Ultrafast Demagnetization Dynamics Due to Electron-Electron Scattering and Its Relation to Momentum Relaxation in Ferromagnets

TL;DR

This paper presents a theoretical analysis of ultrafast demagnetization in ferromagnets, linking electron-electron scattering and momentum relaxation times to demagnetization dynamics, and introduces a simplified model for practical calculations.

Contribution

It introduces a generalized relaxation-time ansatz for the spin-density matrix that accurately models demagnetization dynamics across different scattering regimes.

Findings

The ansatz reproduces the inverse proportionality of demagnetization time to momentum relaxation time.

It accurately describes demagnetization behavior in both short and long relaxation time limits.

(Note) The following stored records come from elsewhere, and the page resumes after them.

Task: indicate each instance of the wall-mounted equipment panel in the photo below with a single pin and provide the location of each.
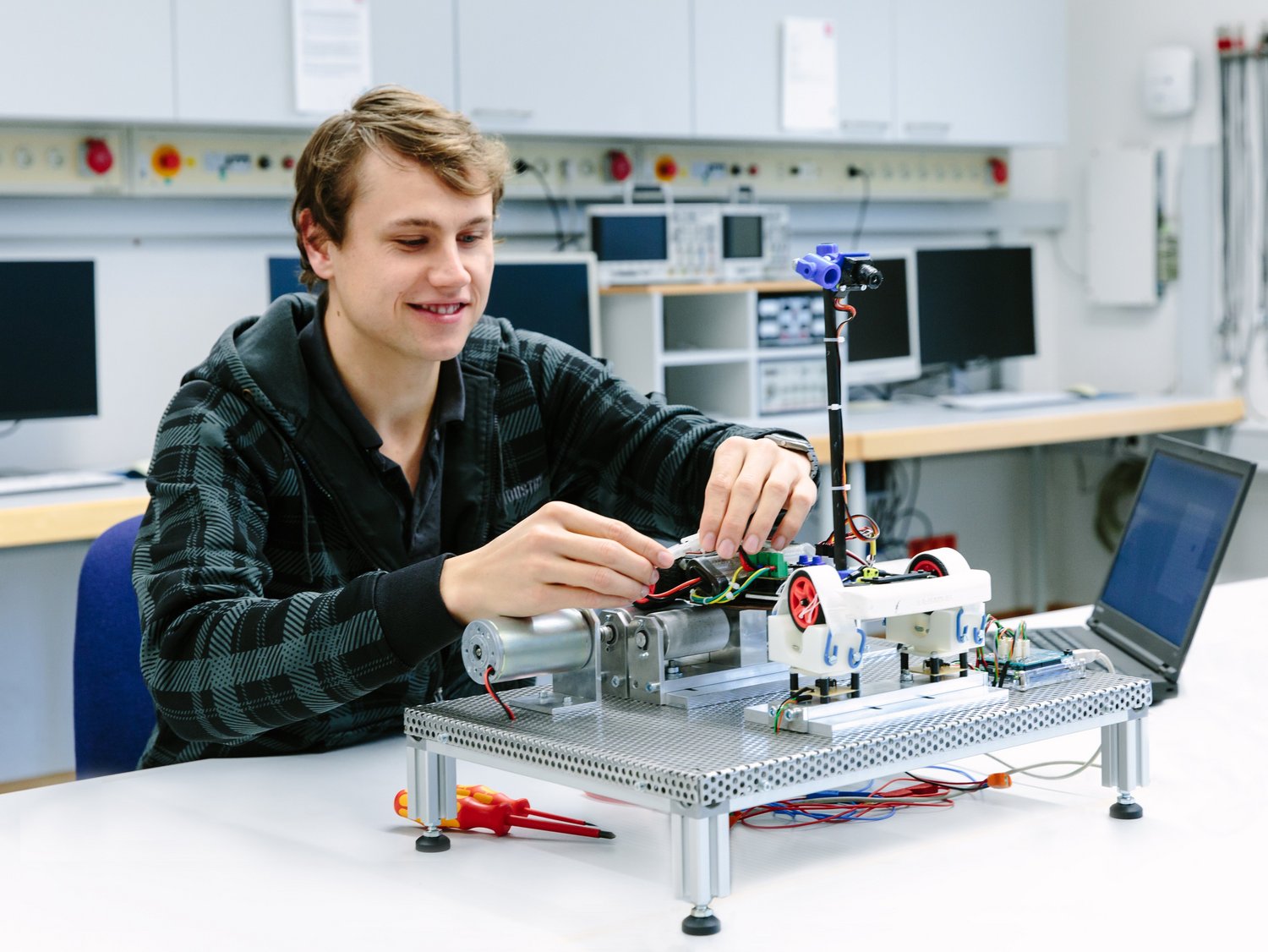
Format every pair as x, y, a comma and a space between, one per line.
586, 169
215, 164
46, 161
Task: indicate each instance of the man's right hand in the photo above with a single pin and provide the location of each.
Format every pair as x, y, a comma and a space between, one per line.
560, 556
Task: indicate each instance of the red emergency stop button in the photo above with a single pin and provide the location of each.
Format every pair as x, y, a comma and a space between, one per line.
167, 161
98, 156
619, 165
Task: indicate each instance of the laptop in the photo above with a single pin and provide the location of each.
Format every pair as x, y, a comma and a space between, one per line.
1167, 561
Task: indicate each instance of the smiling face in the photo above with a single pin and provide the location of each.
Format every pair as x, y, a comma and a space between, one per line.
411, 276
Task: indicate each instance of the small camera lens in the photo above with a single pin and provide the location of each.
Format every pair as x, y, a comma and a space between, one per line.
869, 276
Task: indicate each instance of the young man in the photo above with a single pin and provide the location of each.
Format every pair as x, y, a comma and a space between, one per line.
347, 482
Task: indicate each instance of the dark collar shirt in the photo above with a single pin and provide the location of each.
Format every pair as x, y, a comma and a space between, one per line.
420, 508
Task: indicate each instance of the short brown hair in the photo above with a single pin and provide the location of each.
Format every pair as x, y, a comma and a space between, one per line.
390, 118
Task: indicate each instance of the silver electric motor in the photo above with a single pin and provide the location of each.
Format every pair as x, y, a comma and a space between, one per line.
524, 648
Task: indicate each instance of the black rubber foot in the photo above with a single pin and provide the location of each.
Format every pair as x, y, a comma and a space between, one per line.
702, 926
431, 845
1126, 812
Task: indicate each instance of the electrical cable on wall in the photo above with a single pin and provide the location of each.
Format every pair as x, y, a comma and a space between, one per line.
1243, 174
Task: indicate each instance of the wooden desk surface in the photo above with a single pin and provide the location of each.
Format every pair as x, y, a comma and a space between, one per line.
926, 429
68, 516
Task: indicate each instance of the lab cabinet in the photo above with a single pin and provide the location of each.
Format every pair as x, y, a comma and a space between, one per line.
86, 60
986, 73
974, 73
697, 344
576, 68
738, 51
235, 58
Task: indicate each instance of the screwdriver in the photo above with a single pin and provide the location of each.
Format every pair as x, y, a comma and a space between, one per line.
499, 818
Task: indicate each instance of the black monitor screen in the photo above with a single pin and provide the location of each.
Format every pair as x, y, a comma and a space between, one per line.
284, 276
48, 332
741, 236
976, 304
552, 298
629, 238
882, 327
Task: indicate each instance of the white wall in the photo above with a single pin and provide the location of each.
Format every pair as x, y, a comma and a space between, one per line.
1134, 349
1108, 42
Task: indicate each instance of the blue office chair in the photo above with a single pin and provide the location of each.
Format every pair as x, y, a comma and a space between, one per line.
113, 710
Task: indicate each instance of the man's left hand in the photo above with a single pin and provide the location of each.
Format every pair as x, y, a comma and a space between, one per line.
751, 482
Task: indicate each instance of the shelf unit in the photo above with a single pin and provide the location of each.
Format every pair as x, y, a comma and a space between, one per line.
697, 345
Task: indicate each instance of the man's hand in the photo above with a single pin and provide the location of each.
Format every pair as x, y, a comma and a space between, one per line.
560, 556
751, 482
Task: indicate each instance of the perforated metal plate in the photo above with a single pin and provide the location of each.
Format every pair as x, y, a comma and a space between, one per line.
709, 754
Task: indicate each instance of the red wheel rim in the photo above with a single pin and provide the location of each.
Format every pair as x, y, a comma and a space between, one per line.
931, 566
804, 602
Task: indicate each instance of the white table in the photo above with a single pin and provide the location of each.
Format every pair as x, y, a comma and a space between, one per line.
304, 852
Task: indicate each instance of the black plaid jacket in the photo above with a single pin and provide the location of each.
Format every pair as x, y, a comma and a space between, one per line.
278, 609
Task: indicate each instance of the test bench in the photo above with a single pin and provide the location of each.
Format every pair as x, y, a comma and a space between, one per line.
760, 677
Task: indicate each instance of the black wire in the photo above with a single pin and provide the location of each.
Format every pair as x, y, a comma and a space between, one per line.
520, 167
862, 207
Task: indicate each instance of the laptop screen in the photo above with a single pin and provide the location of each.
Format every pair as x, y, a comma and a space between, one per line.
1174, 540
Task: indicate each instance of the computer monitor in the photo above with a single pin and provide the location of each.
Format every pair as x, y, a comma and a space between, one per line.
884, 342
284, 276
976, 304
47, 340
550, 292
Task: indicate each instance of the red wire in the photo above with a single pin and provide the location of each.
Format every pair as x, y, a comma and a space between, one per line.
492, 693
672, 591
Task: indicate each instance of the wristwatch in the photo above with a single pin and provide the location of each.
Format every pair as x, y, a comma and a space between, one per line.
791, 443
798, 446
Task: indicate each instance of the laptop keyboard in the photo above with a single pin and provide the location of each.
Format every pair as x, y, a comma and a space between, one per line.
1059, 639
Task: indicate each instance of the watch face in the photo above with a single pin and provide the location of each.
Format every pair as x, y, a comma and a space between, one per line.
789, 443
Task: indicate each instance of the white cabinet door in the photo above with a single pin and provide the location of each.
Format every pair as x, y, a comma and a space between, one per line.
576, 66
235, 60
740, 68
85, 60
981, 71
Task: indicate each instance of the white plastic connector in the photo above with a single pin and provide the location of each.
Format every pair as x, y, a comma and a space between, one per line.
690, 543
1090, 654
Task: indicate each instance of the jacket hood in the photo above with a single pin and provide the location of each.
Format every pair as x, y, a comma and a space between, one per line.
260, 359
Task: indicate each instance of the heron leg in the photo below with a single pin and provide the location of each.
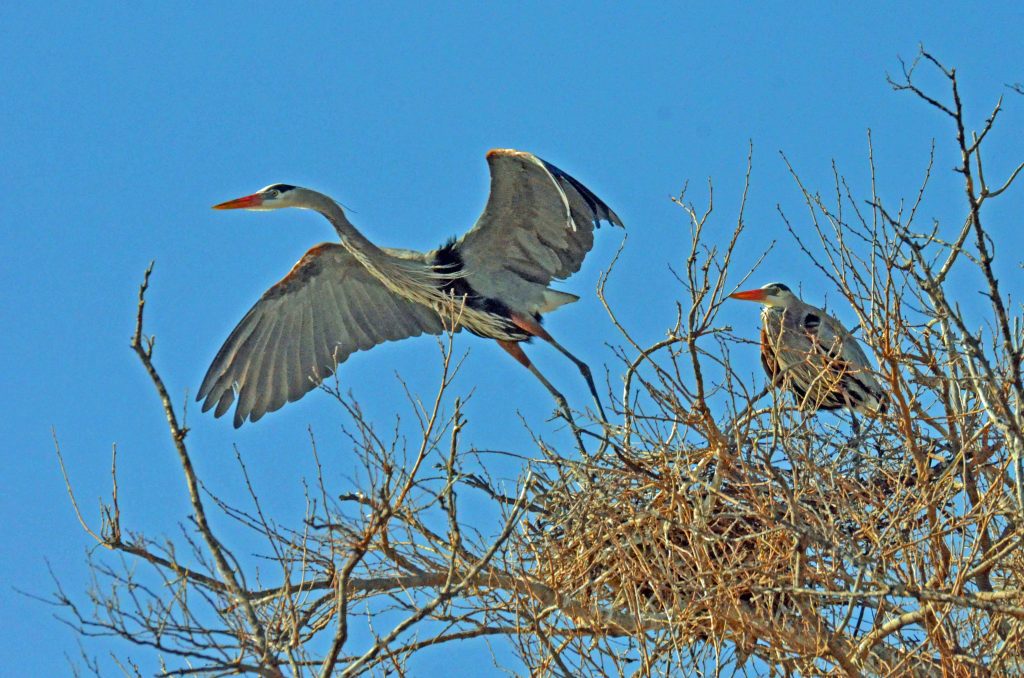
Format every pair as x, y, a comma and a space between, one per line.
515, 350
535, 329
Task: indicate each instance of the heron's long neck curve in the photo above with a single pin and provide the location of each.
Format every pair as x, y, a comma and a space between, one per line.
350, 237
407, 279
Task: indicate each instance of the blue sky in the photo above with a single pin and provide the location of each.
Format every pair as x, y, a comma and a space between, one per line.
120, 128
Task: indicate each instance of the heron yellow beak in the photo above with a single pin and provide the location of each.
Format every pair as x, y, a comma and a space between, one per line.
246, 202
750, 295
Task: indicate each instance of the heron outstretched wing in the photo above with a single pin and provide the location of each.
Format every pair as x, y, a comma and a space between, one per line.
327, 307
538, 223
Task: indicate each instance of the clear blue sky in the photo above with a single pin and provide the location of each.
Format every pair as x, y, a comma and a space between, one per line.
119, 129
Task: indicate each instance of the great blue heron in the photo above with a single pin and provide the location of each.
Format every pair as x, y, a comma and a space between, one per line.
537, 226
810, 353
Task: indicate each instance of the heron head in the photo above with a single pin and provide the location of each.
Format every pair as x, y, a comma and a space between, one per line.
773, 294
273, 197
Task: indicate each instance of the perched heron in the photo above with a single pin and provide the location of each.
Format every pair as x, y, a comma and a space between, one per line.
807, 351
537, 226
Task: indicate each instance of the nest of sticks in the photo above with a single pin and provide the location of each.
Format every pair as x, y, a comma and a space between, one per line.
665, 544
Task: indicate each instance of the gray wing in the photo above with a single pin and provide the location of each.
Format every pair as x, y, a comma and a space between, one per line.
326, 308
538, 223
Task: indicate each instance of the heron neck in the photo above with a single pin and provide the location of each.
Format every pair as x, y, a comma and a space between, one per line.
350, 237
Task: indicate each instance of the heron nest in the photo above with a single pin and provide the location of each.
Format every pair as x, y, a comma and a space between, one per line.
665, 544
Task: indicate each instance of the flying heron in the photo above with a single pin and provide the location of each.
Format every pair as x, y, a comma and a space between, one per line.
808, 352
537, 226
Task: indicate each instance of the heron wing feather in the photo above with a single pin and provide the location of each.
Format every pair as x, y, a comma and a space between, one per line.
538, 224
327, 307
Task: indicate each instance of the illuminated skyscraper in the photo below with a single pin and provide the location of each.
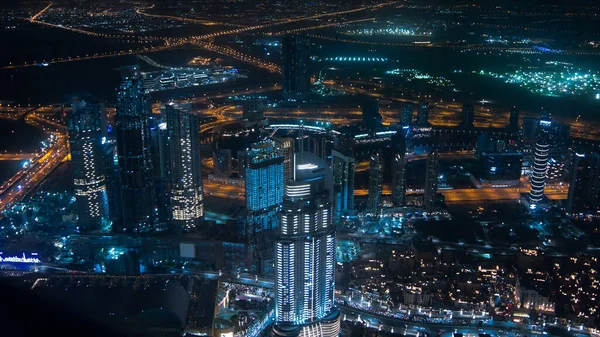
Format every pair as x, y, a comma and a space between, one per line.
584, 189
159, 140
370, 114
468, 116
187, 203
286, 146
540, 161
135, 161
407, 114
399, 163
222, 162
423, 114
343, 184
86, 139
375, 182
264, 194
296, 77
431, 180
305, 281
513, 118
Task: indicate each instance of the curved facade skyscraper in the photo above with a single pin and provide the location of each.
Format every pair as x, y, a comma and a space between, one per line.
86, 139
305, 281
540, 162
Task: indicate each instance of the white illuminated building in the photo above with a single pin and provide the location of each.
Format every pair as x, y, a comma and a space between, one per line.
86, 140
187, 204
305, 260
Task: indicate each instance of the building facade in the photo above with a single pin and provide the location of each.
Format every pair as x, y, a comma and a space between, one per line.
187, 200
86, 140
399, 166
431, 180
305, 281
296, 76
133, 149
343, 168
584, 187
264, 195
540, 161
375, 182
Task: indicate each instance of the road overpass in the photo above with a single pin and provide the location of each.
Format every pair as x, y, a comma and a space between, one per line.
16, 156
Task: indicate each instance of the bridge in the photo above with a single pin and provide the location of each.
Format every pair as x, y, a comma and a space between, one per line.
16, 156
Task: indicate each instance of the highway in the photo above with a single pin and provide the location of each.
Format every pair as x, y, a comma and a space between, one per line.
16, 156
40, 165
28, 178
141, 11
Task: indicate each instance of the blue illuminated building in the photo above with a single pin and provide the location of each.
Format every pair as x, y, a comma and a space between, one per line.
264, 194
540, 161
343, 168
87, 136
296, 76
305, 281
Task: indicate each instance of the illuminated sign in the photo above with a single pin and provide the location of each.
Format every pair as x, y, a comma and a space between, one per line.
20, 259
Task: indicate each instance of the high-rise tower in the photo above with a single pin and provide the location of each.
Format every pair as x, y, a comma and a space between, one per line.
431, 180
407, 114
86, 139
296, 77
513, 118
375, 182
468, 116
540, 161
423, 114
187, 201
399, 163
135, 161
264, 195
584, 189
343, 184
286, 146
305, 281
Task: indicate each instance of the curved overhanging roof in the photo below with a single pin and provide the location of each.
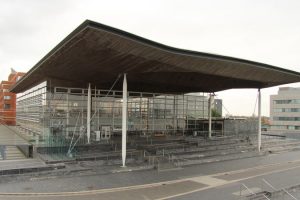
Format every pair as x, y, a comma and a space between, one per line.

The approach can be integrated into broader magnetization dynamics models involving transport and phonon effects.

Abstract

We analyze theoretically the demagnetization dynamics in a ferromagnetic model system due to the interplay of spin-orbit coupling and electron-electron Coulomb scattering. We compute the $k$-resolved electronic reduced spin-density matrix including precessional dynamics around internal spin-orbit and exchange fields as well as the electron-electron Coulomb scattering for densities and spin coherences. Based on a comparison with numerical solutions of the full Boltzmann scattering integrals, we establish that the $k$-resolved reduced spin-density matrix dynamics are well described using a simpler generalized relaxation-time ansatz for the reduced spin-density matrix. This ansatz allows one to relate the complicated scattering dynamics underlying the demagnetization dynamics to a physically meaningful momentum relaxation time $\tau$. Our approach reproduces the behaviors of the demagnetization time $\tau_{m} \propto 1/\tau$ and $\tau_{m} \propto \tau$ for the limits of short and long $\tau$, respectively, and is also valid for the intermediate regime. The ansatz thus provides a tool to include the correct demagnetization behavior in approaches that treat other contributions to the magnetization dynamics such as transport or magnon/phonon dynamics.